Referencing the movie American Graffiti, this story revolves around Summer and Morty stealing Rick’s spaceship to impress a new kid at school. Jerry and Rick have a supposed ‘guy’s night’, which is really just Rick taking him to hang out with demons who love that Jerry’s so lame (because pain is pleasure in their culture). Beth finds out about this, and crashes the party to try and save her husband’s dignity. But she soon joins the demons, laughing about how much Jerry sucks and generally embarrassing him. Meanwhile, Summer and Morty are hosting the new kid, Bruce Chutback, to try and become popular at school. He spots the flying car, compliments how awesome it is, and the three head off into space on a joyride. The flying car, who they convinced to let them drive because Rick was ‘in danger’, reveals that it’s been recording the whole time they’ve been knocking out mailboxes and being delinquents. With the car now in control, they head to a space drive-in, where the car meets a ‘changeformer’ (think Transformer) who invites the four to his party with other changeformers.

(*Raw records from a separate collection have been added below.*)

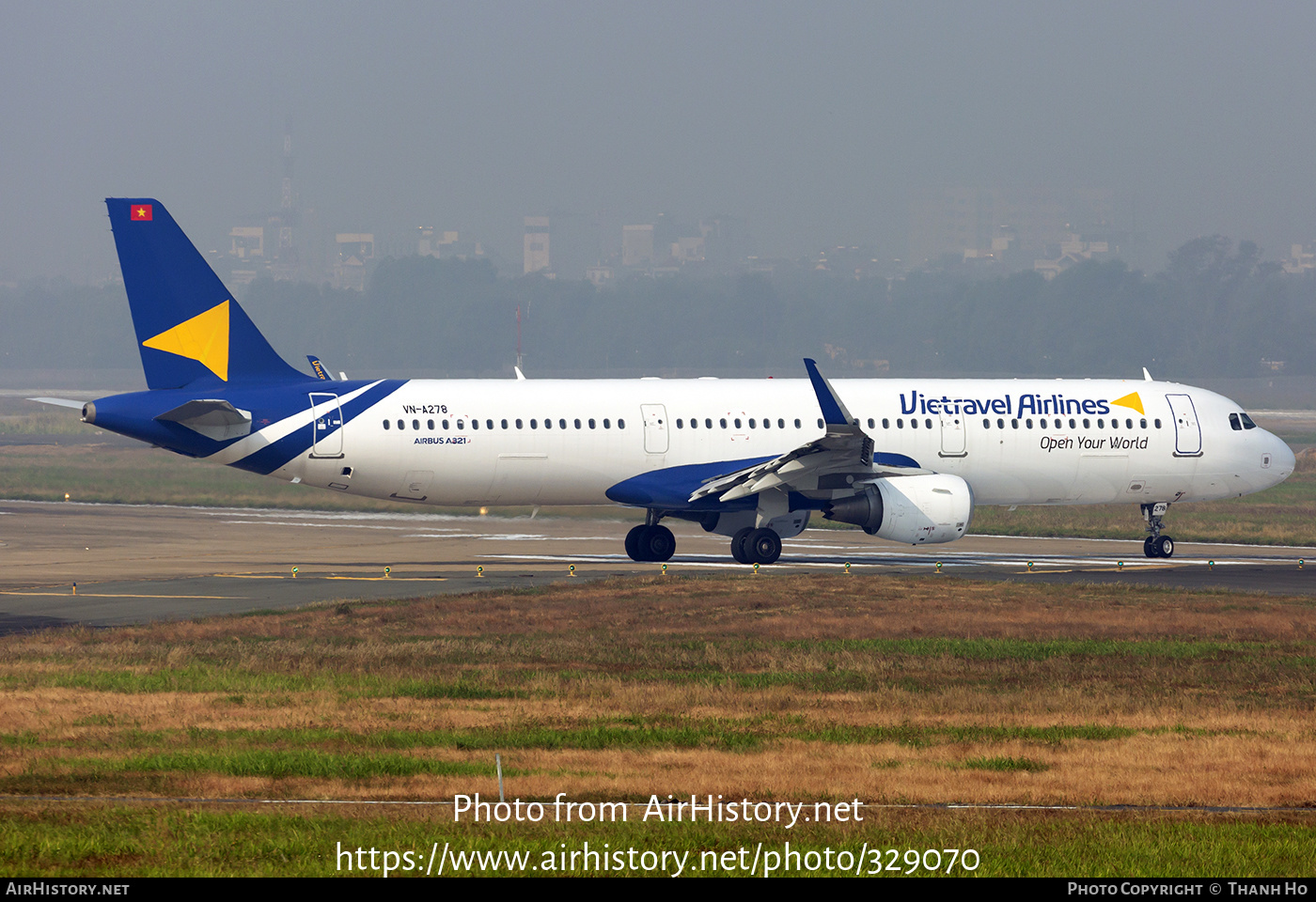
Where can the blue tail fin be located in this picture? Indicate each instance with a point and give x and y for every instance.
(188, 326)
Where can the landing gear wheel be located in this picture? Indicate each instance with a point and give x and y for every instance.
(658, 543)
(739, 550)
(763, 546)
(634, 543)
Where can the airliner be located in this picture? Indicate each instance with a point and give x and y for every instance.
(904, 459)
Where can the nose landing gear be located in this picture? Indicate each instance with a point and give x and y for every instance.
(1157, 545)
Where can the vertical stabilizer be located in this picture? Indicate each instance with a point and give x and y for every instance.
(188, 326)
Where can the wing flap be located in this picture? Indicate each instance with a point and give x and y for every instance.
(844, 451)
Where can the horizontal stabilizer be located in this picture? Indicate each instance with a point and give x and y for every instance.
(61, 402)
(213, 418)
(319, 367)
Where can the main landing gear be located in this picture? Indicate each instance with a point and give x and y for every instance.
(651, 542)
(756, 546)
(1157, 545)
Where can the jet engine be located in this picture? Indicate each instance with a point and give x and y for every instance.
(911, 509)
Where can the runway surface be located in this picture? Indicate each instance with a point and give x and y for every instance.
(108, 565)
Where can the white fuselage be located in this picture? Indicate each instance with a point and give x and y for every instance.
(1015, 442)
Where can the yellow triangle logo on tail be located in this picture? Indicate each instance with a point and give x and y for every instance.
(1131, 401)
(203, 338)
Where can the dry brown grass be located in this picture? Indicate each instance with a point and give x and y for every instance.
(1206, 697)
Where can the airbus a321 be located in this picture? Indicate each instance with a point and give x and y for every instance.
(904, 459)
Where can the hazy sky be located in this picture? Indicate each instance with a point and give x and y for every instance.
(811, 120)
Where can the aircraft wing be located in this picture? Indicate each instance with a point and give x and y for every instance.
(841, 458)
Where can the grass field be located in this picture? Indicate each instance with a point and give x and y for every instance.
(772, 688)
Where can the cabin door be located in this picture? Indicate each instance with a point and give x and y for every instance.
(953, 435)
(325, 425)
(655, 428)
(1187, 433)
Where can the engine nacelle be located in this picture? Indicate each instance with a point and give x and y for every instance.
(912, 509)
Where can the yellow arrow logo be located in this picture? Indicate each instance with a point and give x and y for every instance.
(1131, 401)
(204, 338)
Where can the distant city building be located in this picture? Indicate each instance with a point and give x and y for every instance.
(537, 244)
(688, 250)
(599, 275)
(1069, 253)
(355, 250)
(1300, 259)
(433, 243)
(1002, 226)
(637, 244)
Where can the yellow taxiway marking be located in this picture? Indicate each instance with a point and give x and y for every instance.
(318, 576)
(121, 595)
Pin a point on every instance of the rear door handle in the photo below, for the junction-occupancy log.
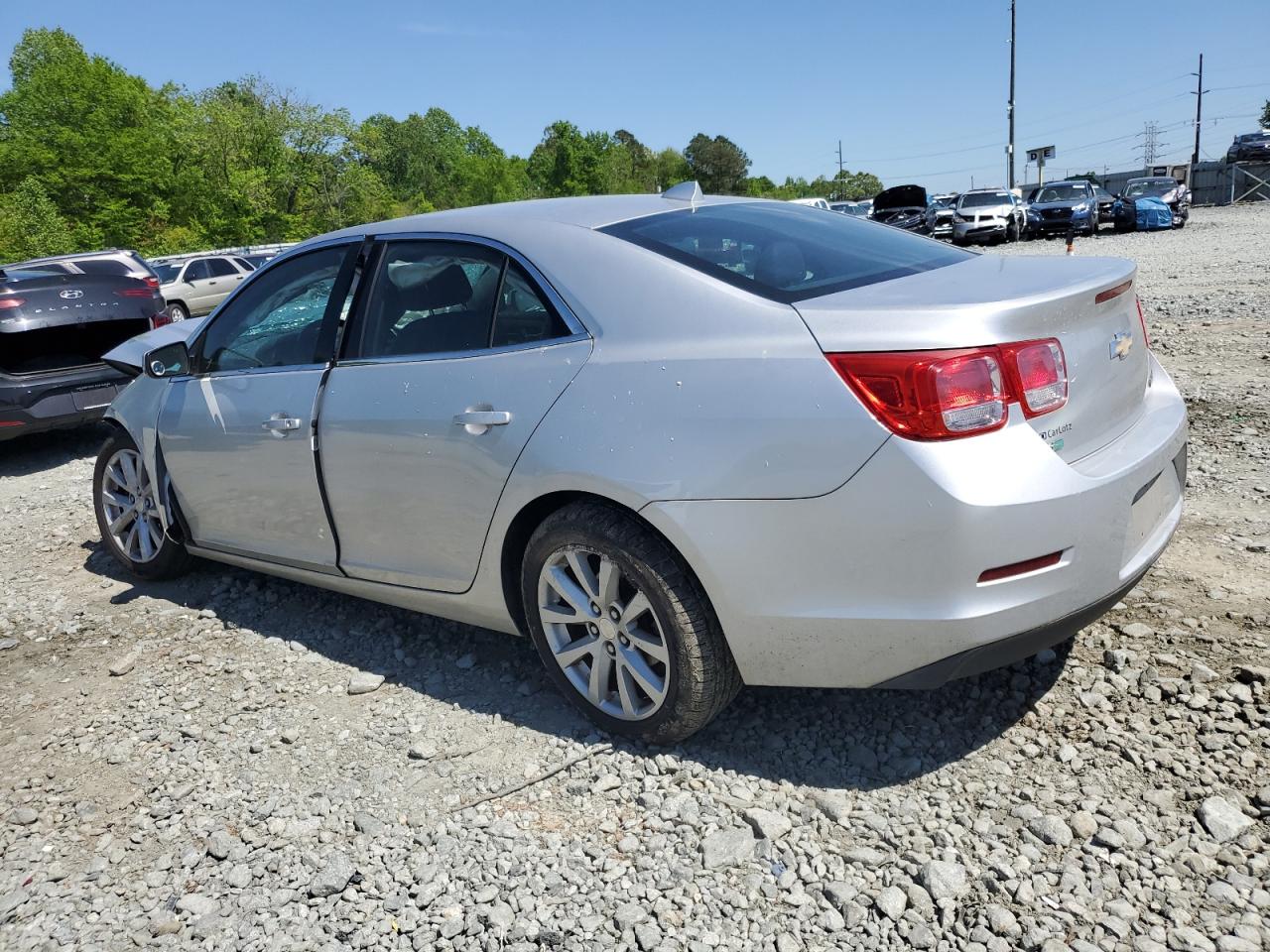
(280, 425)
(476, 421)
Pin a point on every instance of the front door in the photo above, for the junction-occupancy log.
(449, 368)
(236, 435)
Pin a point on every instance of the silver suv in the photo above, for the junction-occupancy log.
(193, 286)
(987, 214)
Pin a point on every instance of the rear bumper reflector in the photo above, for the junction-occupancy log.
(1111, 293)
(1029, 565)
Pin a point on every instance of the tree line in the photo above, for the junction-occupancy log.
(93, 157)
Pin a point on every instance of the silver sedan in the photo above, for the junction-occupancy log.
(684, 443)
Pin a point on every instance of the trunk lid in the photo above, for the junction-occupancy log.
(997, 299)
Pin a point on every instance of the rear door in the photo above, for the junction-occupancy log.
(236, 435)
(222, 282)
(453, 362)
(198, 287)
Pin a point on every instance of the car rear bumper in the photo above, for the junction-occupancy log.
(878, 581)
(46, 402)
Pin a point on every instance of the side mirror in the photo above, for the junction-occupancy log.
(168, 361)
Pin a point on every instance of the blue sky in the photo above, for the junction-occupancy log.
(915, 90)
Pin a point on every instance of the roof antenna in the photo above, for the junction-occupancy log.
(685, 191)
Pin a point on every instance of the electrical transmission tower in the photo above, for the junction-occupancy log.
(1151, 145)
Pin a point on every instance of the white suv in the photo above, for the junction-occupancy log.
(193, 286)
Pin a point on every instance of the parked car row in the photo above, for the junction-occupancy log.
(996, 214)
(60, 315)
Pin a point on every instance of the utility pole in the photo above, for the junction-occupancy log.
(1151, 145)
(1010, 108)
(839, 168)
(1199, 102)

The teens help the car disguise herself as a changeformer, but after the disguise fails, she’s rejected from the party and murders the changeformers in a fit of rage. Bruce, Summer, and Morty eject themselves from the runaway car, but are arrested by space police shortly after. Back at the lounge, Jerry is in the bathroom and overhears the demons talking about how much he sucks. Hurt, he comes out and confronts Beth and Rick, much to the annoyance of the demons (who then capture Jerry and take him with them through a Hell portal). Beth and Rick dress up as demons, and open a portal to Hell in order to save Jerry. They try to infiltrate the demon’s hideout, dressed in black leather disguises, but the demons chain them up next to Jerry. After some clever wordplay from Rick, the three are released from the chains and escape. After murdering their way out of the lair, Rick opens a portal back to Earth. Rick’s car infiltrates Summer, Bruce, and Morty’s trial, blowing up their public defender (who the car was controlling with a chip in his brain), and breaks the teens out of prison. They arrive back home just in time for the return of Rick, Beth, and Jerry, who are none the wiser to all the things they did. After all that happened, Bruce doesn’t really think any different of Morty or Summer, and decides to hang out with the cool kids at school instead.